Over 40 percent of batteries are never recycled, study says

Household bins in Denmark are filled with used batteries, discarded headphones, watches, light bulbs and other items that could easily be recycled.

DTU PhD student Marianne Bigum examined waste from 3,129 Danish households in 12 municipalities and found that 39 percent of the batteries used by Danes wind up in the trash. That adds up to nine batteries per household per year. Some 16 percent of electronic waste is disposed of in the same fashion.

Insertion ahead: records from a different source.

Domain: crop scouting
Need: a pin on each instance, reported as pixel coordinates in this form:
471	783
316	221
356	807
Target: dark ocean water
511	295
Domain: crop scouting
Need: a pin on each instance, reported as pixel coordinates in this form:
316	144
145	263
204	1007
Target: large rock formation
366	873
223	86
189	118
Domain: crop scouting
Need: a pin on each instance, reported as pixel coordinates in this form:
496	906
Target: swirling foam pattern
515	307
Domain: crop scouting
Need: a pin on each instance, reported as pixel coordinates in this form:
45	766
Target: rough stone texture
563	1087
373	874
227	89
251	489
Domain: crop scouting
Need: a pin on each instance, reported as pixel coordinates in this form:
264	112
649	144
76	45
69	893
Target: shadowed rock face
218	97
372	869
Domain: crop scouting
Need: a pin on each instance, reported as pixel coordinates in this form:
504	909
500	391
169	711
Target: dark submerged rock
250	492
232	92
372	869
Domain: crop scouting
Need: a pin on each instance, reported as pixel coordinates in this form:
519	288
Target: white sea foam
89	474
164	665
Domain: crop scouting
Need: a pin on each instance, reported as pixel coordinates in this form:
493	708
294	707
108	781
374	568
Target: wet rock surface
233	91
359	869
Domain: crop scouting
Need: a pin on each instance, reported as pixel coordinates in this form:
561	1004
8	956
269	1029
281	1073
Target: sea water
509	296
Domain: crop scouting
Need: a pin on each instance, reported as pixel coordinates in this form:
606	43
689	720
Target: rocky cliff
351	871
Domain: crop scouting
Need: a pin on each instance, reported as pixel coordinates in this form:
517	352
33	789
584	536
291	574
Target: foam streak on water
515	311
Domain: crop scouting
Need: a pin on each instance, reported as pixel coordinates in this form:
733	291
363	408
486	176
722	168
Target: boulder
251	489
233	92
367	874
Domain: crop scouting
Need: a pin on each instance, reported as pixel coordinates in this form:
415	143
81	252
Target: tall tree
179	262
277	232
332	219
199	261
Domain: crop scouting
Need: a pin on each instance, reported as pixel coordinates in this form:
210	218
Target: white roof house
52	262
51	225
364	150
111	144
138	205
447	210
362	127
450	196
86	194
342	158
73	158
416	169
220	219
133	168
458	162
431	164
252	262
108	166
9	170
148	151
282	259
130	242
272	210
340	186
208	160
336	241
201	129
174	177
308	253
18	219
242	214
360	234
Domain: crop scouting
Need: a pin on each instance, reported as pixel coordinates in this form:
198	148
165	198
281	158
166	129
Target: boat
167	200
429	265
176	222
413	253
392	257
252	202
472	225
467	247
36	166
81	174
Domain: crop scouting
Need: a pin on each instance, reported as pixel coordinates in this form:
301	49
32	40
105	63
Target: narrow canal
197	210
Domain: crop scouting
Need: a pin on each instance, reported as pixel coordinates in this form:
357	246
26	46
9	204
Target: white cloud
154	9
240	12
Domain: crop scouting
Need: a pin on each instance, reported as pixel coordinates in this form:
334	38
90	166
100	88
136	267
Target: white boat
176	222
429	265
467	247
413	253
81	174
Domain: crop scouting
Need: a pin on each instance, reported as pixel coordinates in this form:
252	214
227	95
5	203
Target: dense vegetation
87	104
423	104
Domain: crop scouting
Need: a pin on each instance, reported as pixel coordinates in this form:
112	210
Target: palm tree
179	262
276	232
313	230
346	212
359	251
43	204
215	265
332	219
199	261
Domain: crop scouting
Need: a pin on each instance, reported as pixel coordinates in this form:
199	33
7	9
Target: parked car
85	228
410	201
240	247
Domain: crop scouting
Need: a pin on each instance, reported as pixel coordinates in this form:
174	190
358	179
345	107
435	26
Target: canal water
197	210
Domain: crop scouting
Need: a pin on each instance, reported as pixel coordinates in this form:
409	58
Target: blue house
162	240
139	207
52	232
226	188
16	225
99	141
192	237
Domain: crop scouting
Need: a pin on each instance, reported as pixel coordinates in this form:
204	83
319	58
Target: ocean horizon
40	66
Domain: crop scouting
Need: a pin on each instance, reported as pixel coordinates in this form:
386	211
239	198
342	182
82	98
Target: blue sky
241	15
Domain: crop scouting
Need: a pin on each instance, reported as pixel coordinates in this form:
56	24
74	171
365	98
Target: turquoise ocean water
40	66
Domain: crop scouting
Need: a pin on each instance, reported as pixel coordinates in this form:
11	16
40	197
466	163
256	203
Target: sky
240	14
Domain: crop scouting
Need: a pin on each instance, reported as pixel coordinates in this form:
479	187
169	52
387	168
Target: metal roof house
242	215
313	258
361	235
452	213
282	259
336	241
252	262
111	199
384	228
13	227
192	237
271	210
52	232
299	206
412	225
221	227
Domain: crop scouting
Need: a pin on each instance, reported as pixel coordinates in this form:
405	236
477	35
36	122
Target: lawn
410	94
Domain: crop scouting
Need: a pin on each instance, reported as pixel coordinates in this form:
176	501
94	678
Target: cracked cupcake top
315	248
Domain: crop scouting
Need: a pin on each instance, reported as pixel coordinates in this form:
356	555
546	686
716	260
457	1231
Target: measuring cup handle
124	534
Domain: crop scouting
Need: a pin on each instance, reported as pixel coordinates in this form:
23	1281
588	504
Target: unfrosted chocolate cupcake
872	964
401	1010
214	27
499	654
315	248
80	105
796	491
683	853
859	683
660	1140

“It's really, really bad,” Bigum told Ingeniøren. “I really don’t understand it. Batteries do not take up any space under the kitchen sink.”

Wasted resources
Bigum’s study seems to refute the claims of Danes, as some 90 percent according to a survey by environmental protection agency Miljøstyrelsen say they recycle their batteries.

The batteries and electronic waste thrown into bins wind up in waste-burning furnaces. And although they account for only half a percent of total waste volume, they account for 28 percent of the environmental impact of combustion.

READ MORE: Government launches new recycling targets

Most small button cell batteries contain mercury. Batteries are also the largest contributor to heavy metal cadmium in waste incinerators. Although scrubbers in the incinerators catch over 99 percent, some of the toxic heavy metal slips into the environment.

Tossing away batteries and electronics also makes it impossible to recycle the valuable and rare metals like platinum that they contain.